When they leave on the trip it’s sunny and they’re laughing about the danger they’re putting themselves into. Ha ha. But this journey is supposed to take about 100 days. Inevitably they get into a storm, get off course, get mad at each other, worry that the boat is gonna sink or fall apart, question the mission, lose hope, almost give up, almost die. They are frequently harassed by sharks, and the shark FX and/or footage are really impressive, especially for a non-Hollywood movie. They don’t JAWS it, they show the sharks quite a bit and I assume they have to be mostly CG but they look and move like real animals, not your usual SyFy beasties.
The crew are all blond and grow beards and sometimes some of them are easy for me to mix up. But they have a convincing ruggedness, I believed they could do this. Maybe it’s ’cause they start looking like One Eye from VALHALLA RISING after a while. You don’t usually see this many strong silent types in one enclosed space.
As their reward for filming a movie on the water, directors Joachim Rønning and Espen Sandberg (MAX MANUS, BANDIDAS) get to do the next PIRATES OF THE CARIBBEAN movie. I guess it’s kind of like how Joe Dante did PIRANHA and then they wanted him for every water movie, including a JAWS spoof movie that never happened. Actually this one might not be a bad choice, you can see from this movie that they could at least handle the look and scope of the PIRATES pictures.

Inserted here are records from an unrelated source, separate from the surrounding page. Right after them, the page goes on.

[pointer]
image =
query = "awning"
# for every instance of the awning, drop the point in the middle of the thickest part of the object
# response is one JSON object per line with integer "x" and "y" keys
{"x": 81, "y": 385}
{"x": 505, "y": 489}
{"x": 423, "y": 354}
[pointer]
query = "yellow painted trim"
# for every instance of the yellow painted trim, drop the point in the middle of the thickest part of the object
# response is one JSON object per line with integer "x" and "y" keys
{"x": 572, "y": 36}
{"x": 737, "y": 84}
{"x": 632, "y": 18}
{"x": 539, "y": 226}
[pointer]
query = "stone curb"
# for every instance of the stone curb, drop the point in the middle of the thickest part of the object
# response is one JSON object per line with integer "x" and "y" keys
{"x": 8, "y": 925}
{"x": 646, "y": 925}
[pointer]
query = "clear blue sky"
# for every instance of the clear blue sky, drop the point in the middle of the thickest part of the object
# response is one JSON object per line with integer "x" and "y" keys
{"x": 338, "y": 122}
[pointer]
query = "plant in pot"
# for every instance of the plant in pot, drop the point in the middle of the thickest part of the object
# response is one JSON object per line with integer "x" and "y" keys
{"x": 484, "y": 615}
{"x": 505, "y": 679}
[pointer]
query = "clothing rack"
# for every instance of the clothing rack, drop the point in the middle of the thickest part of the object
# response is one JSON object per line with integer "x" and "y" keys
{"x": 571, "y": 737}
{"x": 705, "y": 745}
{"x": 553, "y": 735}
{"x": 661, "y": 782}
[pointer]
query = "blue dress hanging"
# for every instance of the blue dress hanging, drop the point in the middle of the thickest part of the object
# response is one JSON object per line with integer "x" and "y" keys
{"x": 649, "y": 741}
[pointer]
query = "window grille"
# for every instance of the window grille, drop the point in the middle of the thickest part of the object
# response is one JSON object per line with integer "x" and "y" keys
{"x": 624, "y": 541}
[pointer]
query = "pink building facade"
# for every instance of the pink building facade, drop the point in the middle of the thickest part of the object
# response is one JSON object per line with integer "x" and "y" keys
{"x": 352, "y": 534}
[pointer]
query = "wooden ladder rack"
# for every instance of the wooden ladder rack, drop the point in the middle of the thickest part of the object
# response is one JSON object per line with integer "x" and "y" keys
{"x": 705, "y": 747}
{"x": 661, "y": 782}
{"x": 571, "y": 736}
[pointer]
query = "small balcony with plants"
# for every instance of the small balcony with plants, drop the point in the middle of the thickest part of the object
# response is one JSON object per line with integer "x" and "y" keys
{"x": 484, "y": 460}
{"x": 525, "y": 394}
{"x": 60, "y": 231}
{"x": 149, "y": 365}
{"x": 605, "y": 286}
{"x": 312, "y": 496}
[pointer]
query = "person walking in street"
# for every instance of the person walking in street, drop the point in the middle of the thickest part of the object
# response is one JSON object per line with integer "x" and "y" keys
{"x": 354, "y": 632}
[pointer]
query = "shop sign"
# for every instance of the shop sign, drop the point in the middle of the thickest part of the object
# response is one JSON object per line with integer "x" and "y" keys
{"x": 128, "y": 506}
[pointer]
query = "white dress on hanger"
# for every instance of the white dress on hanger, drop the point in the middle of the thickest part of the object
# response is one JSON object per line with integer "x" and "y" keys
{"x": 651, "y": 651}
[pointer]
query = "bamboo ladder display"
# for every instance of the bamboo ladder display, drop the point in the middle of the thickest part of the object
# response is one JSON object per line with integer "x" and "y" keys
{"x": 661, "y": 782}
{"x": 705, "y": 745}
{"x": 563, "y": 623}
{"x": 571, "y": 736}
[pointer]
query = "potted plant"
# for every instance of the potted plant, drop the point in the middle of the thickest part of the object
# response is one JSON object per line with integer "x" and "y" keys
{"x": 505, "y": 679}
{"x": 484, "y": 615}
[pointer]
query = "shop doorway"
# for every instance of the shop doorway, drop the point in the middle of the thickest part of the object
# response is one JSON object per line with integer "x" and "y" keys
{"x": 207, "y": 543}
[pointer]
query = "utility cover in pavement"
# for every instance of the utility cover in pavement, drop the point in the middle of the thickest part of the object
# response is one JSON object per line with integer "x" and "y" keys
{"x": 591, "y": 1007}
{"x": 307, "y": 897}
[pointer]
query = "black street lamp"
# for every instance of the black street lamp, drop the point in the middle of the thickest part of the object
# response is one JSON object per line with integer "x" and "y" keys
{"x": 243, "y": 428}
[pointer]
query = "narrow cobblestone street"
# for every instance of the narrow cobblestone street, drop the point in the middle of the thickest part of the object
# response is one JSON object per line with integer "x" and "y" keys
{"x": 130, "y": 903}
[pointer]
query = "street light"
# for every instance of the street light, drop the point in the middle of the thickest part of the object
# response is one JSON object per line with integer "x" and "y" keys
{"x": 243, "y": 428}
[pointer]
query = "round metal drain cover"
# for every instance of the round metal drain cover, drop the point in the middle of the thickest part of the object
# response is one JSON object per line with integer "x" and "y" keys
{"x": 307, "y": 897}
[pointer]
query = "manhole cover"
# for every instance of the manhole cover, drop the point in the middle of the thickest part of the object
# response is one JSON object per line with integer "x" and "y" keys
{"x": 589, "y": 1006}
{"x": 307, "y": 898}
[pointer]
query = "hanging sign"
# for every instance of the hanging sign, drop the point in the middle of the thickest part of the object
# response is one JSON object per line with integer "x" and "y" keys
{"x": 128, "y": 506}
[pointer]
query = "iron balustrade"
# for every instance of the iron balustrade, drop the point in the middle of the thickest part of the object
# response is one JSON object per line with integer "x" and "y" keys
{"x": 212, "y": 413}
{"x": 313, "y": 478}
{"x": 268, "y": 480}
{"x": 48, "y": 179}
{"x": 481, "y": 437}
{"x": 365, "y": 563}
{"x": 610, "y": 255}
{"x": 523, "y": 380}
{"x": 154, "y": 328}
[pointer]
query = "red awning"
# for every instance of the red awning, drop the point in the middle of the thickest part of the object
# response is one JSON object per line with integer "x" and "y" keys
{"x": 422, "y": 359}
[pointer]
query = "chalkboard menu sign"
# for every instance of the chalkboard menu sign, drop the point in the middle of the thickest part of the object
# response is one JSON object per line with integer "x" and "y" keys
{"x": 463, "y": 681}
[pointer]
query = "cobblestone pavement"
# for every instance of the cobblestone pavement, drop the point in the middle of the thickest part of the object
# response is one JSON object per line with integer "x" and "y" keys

The documentary that the actual rafters made won the best documentary Oscar in 1951, and in 2012 this movie here was nominated for the best foreign language Oscar. Of course, that didn’t stop the Weinsteins from releasing it in the U.S. with a menu that defaults to a version where they
dubbed it into English and cut it from 118 minutes to 95. [update: I am informed that it is not dubbed, they cut it from a separate version that was shot in English.] This was after the Oscar nomination and it only played on 3 screens anyway so there’s no pretense of trying to make it more commercial for stupid people. It’s like that one butler said, some men just want to watch the world burn.
If you just want to watch a harrowing raft trip though, watch the original cut. The crew of the Kon-Tiki were on a raft for 101 days, I think you and I can handle 118 minutes on a couch.